Gli oligarchi dell’establishment, ora riuniti nel Partito Democratico, diffidano di Donald Trump. Egli commette l’eresia di mettere in discussione la santità dell’impero americano. Trump ha deriso l’invasione dell’Iraq come un “grande, grosso errore”. Ha promesso di “tenerci fuori da una guerra infinita”. Trump è stato ripetutamente interrogato sul suo rapporto con Vladimir Putin. Putin era “un assassino”, gli ha detto un intervistatore. “Ci sono molti assassini”, ha replicato Trump. “Pensa che il nostro Paese sia così innocente?”. Trump osò dire una verità che sarebbe rimasta per sempre inespressa: i militaristi avevano venduto il popolo americano.
Noam Chomsky si è preso una bella rivincita per aver sottolineato, correttamente, che Trump è “l’unico statista” che ha presentato una proposta “sensata” per risolvere la crisi tra Russia e Ucraina. La soluzione proposta comprendeva “facilitare i negoziati invece di minarli e muoversi verso la creazione di una sorta di accomodamento in Europa… in cui non ci siano alleanze militari ma solo un accomodamento reciproco”.
Trump è troppo poco concentrato e mercuriale per offrire soluzioni politiche serie. Ha fissato un calendario per il ritiro dall’Afghanistan, ma ha anche inasprito la guerra economica contro il Venezuela e ripristinato le pesanti sanzioni contro Cuba e l’Iran, che l’amministrazione Obama aveva interrotto. Ha aumentato il bilancio militare. Sembra che abbia flirtato con un attacco missilistico al Messico per “distruggere i laboratori di droga”. Ma riconosce un’avversione per la cattiva gestione imperiale che risuona con il pubblico, che ha tutto il diritto di detestare i mandarini compiacenti che ci fanno precipitare in una guerra dopo l’altra. Trump mente come se respirasse.

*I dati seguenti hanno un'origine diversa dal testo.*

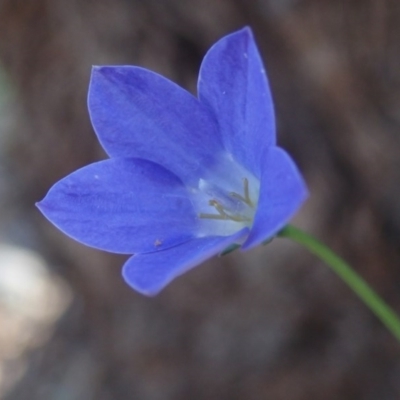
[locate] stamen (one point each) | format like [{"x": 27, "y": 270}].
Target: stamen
[
  {"x": 222, "y": 214},
  {"x": 246, "y": 199}
]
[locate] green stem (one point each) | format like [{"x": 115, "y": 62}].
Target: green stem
[{"x": 375, "y": 303}]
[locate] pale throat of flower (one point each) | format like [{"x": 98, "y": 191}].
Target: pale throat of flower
[
  {"x": 227, "y": 206},
  {"x": 224, "y": 213}
]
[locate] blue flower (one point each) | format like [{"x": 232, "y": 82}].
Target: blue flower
[{"x": 187, "y": 177}]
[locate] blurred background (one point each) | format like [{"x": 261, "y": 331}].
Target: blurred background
[{"x": 273, "y": 323}]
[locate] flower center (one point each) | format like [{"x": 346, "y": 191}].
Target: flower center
[
  {"x": 226, "y": 213},
  {"x": 227, "y": 202}
]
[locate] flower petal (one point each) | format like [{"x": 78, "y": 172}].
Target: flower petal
[
  {"x": 233, "y": 83},
  {"x": 138, "y": 113},
  {"x": 123, "y": 206},
  {"x": 150, "y": 273},
  {"x": 282, "y": 192}
]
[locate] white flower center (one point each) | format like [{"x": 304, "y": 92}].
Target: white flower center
[{"x": 227, "y": 202}]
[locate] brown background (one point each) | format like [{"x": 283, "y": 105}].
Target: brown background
[{"x": 270, "y": 324}]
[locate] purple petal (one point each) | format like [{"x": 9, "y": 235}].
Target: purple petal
[
  {"x": 123, "y": 206},
  {"x": 233, "y": 83},
  {"x": 138, "y": 113},
  {"x": 282, "y": 192},
  {"x": 150, "y": 273}
]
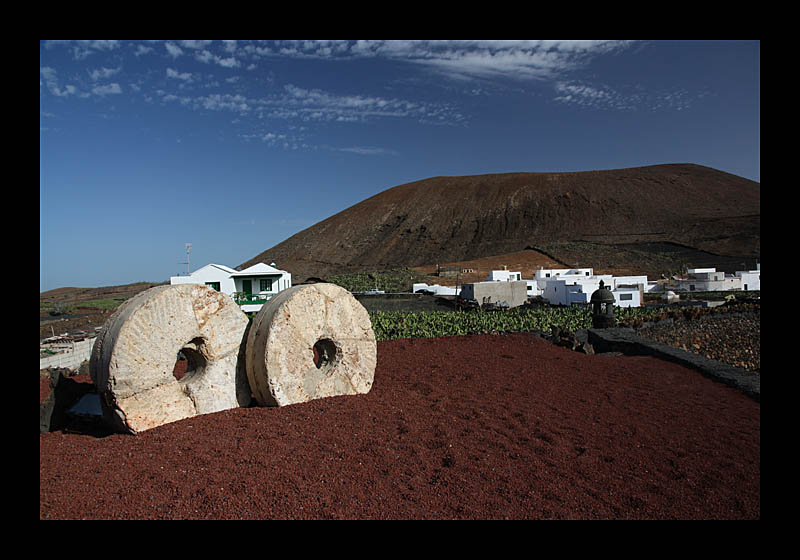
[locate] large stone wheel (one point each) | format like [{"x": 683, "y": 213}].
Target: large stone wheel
[
  {"x": 310, "y": 342},
  {"x": 134, "y": 356}
]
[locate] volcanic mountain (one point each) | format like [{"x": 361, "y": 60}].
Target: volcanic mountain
[{"x": 450, "y": 219}]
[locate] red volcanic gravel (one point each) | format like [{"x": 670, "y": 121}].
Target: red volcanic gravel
[{"x": 469, "y": 427}]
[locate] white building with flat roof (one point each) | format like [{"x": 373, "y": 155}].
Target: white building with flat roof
[{"x": 250, "y": 288}]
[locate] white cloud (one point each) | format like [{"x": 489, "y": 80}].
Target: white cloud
[
  {"x": 195, "y": 44},
  {"x": 184, "y": 76},
  {"x": 460, "y": 59},
  {"x": 599, "y": 96},
  {"x": 173, "y": 50},
  {"x": 103, "y": 73},
  {"x": 110, "y": 89},
  {"x": 142, "y": 49},
  {"x": 369, "y": 151},
  {"x": 51, "y": 82}
]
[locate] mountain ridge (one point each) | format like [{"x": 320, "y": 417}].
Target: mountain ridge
[{"x": 456, "y": 218}]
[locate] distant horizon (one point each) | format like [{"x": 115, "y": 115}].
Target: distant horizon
[{"x": 236, "y": 146}]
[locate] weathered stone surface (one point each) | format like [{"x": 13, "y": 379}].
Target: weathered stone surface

Ma anche loro lo fanno.
I 57 repubblicani che si sono rifiutati di appoggiare il pacchetto di aiuti all’Ucraina da 40 miliardi di dollari, insieme a molte delle 19 proposte di legge che includevano un precedente aiuto all’Ucraina da 13,6 miliardi di dollari, provengono dallo stravagante mondo cospiratorio di Trump. Anche loro, come Trump, ripetono questa eresia. Anche loro vengono attaccati e censurati. Ma più Biden e la classe dirigente continueranno a riversare risorse nella guerra a nostre spese, più questi proto-fascisti, già destinati a spazzare via i guadagni democratici alla Camera e al Senato quest’autunno, saranno in ascesa. Marjorie Taylor Greene, durante il dibattito sul pacchetto di aiuti all’Ucraina, che la maggior parte dei membri non ha avuto il tempo di esaminare da vicino, ha detto: “40 miliardi di dollari ma non c’è latte artificiale per le madri e i bambini americani”.
“Una quantità imprecisata di denaro per la CIA e la legge supplementare per l’Ucraina, ma non c’è latte artificiale per i bambini americani”, ha aggiunto. “Smettete di finanziare i cambi di regime e le truffe di riciclaggio di denaro. Un politico americano copre i loro crimini in Paesi come l’Ucraina”.

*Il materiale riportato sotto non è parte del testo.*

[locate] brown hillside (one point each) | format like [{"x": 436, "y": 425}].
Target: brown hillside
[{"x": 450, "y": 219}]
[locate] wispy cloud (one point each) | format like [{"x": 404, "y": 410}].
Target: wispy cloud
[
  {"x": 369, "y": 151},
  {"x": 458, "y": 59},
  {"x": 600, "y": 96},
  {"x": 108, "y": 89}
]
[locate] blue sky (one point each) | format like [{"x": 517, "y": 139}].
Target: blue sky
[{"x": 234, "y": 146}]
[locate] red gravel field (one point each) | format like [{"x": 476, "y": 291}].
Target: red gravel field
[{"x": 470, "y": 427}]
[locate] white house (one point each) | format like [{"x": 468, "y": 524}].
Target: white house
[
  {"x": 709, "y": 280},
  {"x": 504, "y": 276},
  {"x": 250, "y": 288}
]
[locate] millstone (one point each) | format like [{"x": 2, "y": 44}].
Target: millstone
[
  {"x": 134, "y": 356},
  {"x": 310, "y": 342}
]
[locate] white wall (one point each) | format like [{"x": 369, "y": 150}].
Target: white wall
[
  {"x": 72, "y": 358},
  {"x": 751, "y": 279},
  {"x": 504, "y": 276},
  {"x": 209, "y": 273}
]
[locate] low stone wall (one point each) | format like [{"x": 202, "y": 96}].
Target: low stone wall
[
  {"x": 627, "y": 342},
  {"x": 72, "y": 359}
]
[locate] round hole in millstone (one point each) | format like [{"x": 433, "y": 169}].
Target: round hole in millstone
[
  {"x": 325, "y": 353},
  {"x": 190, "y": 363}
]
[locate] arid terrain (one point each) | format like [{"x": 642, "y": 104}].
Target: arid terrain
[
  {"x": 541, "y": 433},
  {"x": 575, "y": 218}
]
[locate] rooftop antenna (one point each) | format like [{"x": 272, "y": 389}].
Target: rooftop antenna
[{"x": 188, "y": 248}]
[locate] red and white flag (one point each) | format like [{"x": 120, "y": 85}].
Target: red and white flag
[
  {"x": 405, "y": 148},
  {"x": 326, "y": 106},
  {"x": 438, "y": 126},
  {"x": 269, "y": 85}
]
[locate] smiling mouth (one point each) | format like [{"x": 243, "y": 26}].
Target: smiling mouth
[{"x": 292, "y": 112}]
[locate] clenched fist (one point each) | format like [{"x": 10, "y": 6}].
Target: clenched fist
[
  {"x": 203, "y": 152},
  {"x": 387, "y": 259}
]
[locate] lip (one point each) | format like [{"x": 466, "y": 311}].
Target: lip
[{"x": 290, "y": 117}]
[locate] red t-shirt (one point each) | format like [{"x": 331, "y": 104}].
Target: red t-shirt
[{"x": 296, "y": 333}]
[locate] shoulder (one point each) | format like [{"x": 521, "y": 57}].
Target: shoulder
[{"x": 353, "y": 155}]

La democratica Jamie Raskin ha immediatamente attaccato Greene per aver ripetuto la propaganda del presidente russo Vladimir Putin.

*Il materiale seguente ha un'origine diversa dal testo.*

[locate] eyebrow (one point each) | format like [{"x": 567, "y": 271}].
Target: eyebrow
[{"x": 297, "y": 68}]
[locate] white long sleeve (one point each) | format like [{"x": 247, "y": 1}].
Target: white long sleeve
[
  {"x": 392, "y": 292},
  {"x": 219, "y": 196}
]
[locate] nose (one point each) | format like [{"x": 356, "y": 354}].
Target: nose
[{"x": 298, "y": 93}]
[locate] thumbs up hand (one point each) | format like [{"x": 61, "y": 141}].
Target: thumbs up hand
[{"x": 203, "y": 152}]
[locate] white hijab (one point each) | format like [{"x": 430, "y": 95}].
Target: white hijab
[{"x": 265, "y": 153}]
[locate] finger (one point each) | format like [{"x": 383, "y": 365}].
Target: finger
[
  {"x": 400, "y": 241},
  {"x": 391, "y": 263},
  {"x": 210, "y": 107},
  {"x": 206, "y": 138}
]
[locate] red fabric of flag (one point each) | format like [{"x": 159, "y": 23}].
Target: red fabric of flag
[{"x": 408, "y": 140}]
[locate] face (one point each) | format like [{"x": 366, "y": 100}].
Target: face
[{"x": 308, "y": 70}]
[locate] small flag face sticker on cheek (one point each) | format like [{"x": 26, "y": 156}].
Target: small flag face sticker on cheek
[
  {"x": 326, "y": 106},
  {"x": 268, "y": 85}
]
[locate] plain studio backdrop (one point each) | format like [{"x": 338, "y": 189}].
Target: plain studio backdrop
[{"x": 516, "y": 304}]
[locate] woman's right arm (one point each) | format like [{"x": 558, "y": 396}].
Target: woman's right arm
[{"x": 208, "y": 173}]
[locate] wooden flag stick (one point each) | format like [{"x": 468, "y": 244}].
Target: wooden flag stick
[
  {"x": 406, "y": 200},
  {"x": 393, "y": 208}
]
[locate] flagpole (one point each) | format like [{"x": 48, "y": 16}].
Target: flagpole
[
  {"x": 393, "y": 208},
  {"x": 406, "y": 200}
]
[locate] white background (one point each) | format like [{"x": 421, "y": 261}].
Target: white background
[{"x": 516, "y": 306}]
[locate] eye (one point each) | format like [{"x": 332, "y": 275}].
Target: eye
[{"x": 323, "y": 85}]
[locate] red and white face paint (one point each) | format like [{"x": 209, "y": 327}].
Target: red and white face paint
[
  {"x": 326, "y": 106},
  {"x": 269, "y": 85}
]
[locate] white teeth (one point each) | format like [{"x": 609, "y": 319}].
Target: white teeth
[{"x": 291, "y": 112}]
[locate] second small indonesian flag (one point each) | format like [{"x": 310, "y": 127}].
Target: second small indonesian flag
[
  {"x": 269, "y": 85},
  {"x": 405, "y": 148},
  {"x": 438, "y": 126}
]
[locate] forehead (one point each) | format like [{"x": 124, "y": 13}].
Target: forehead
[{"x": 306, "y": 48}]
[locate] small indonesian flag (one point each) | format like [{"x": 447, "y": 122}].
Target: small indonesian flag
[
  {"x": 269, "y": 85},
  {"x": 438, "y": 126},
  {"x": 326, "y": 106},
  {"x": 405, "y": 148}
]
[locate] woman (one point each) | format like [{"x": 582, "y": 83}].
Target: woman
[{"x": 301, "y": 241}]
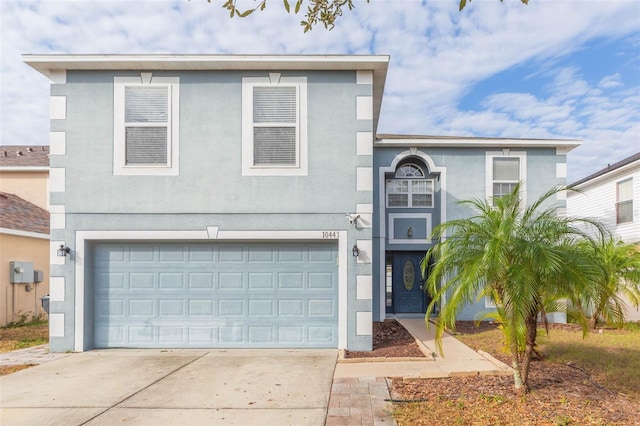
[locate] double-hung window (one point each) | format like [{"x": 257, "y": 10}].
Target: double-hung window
[
  {"x": 146, "y": 125},
  {"x": 274, "y": 131},
  {"x": 504, "y": 171},
  {"x": 624, "y": 201},
  {"x": 409, "y": 188}
]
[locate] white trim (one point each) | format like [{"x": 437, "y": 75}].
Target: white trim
[
  {"x": 364, "y": 107},
  {"x": 57, "y": 76},
  {"x": 58, "y": 107},
  {"x": 364, "y": 178},
  {"x": 248, "y": 168},
  {"x": 506, "y": 153},
  {"x": 57, "y": 143},
  {"x": 56, "y": 325},
  {"x": 57, "y": 176},
  {"x": 24, "y": 169},
  {"x": 19, "y": 233},
  {"x": 364, "y": 143},
  {"x": 364, "y": 323},
  {"x": 411, "y": 152},
  {"x": 462, "y": 142},
  {"x": 120, "y": 168},
  {"x": 561, "y": 170},
  {"x": 428, "y": 224},
  {"x": 364, "y": 289},
  {"x": 57, "y": 216},
  {"x": 212, "y": 233},
  {"x": 56, "y": 289},
  {"x": 364, "y": 77}
]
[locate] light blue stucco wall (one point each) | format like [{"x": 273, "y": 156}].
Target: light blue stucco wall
[
  {"x": 210, "y": 190},
  {"x": 465, "y": 172}
]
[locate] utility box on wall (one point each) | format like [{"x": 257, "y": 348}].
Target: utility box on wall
[{"x": 20, "y": 272}]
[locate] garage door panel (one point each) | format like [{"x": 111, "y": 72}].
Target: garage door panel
[{"x": 215, "y": 295}]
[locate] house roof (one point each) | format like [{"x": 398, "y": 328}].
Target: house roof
[
  {"x": 55, "y": 66},
  {"x": 610, "y": 168},
  {"x": 24, "y": 156},
  {"x": 21, "y": 215},
  {"x": 473, "y": 141}
]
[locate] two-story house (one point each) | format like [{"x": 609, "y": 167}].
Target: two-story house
[{"x": 246, "y": 201}]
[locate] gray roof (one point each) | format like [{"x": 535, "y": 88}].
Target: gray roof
[{"x": 608, "y": 169}]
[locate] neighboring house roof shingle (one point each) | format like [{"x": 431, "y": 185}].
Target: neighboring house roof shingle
[
  {"x": 21, "y": 215},
  {"x": 24, "y": 156},
  {"x": 608, "y": 169}
]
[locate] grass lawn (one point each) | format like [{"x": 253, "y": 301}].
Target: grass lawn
[
  {"x": 23, "y": 336},
  {"x": 593, "y": 380}
]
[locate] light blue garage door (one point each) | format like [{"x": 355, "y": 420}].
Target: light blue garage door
[{"x": 203, "y": 295}]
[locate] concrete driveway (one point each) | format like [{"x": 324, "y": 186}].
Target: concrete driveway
[{"x": 152, "y": 387}]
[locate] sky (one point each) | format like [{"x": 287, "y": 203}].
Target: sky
[{"x": 566, "y": 69}]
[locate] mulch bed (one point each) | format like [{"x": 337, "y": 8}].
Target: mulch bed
[{"x": 390, "y": 340}]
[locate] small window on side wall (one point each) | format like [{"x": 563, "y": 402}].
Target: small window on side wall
[
  {"x": 624, "y": 201},
  {"x": 146, "y": 125}
]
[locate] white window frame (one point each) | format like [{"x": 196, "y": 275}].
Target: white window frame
[
  {"x": 506, "y": 153},
  {"x": 274, "y": 79},
  {"x": 622, "y": 201},
  {"x": 410, "y": 193},
  {"x": 119, "y": 139}
]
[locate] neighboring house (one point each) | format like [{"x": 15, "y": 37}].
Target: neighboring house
[
  {"x": 612, "y": 196},
  {"x": 246, "y": 201},
  {"x": 24, "y": 231}
]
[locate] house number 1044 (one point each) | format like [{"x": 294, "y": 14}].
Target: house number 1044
[{"x": 330, "y": 234}]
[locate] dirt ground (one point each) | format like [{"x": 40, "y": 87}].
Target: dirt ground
[{"x": 560, "y": 394}]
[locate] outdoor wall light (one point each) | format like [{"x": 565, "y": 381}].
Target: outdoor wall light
[{"x": 63, "y": 251}]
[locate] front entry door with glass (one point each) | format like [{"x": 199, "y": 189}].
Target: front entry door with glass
[{"x": 407, "y": 286}]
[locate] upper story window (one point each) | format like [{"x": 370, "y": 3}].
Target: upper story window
[
  {"x": 146, "y": 125},
  {"x": 274, "y": 125},
  {"x": 409, "y": 188},
  {"x": 504, "y": 170},
  {"x": 624, "y": 201}
]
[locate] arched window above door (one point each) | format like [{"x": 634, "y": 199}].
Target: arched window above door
[
  {"x": 409, "y": 170},
  {"x": 410, "y": 188}
]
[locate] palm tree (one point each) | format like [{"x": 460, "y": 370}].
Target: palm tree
[
  {"x": 618, "y": 275},
  {"x": 519, "y": 257}
]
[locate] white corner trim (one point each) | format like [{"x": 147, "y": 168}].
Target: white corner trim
[
  {"x": 57, "y": 76},
  {"x": 364, "y": 290},
  {"x": 83, "y": 237},
  {"x": 57, "y": 216},
  {"x": 58, "y": 107},
  {"x": 364, "y": 77},
  {"x": 56, "y": 325},
  {"x": 57, "y": 176},
  {"x": 54, "y": 259},
  {"x": 56, "y": 289},
  {"x": 364, "y": 143},
  {"x": 561, "y": 170},
  {"x": 364, "y": 178},
  {"x": 425, "y": 216},
  {"x": 364, "y": 107},
  {"x": 57, "y": 143}
]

Greene, come Trump, ha detto una verità che risuona con un pubblico in crisi. L’opposizione alla guerra permanente avrebbe dovuto provenire dalla piccola ala progressista del Partito Democratico, che purtroppo si è venduta alla vile leadership del Partito Democratico per salvare le proprie carriere politiche. Greene è un invasato, ma Raskin e i Democratici vendono la loro stessa follia. Pagheremo un prezzo molto alto per questo teatrino.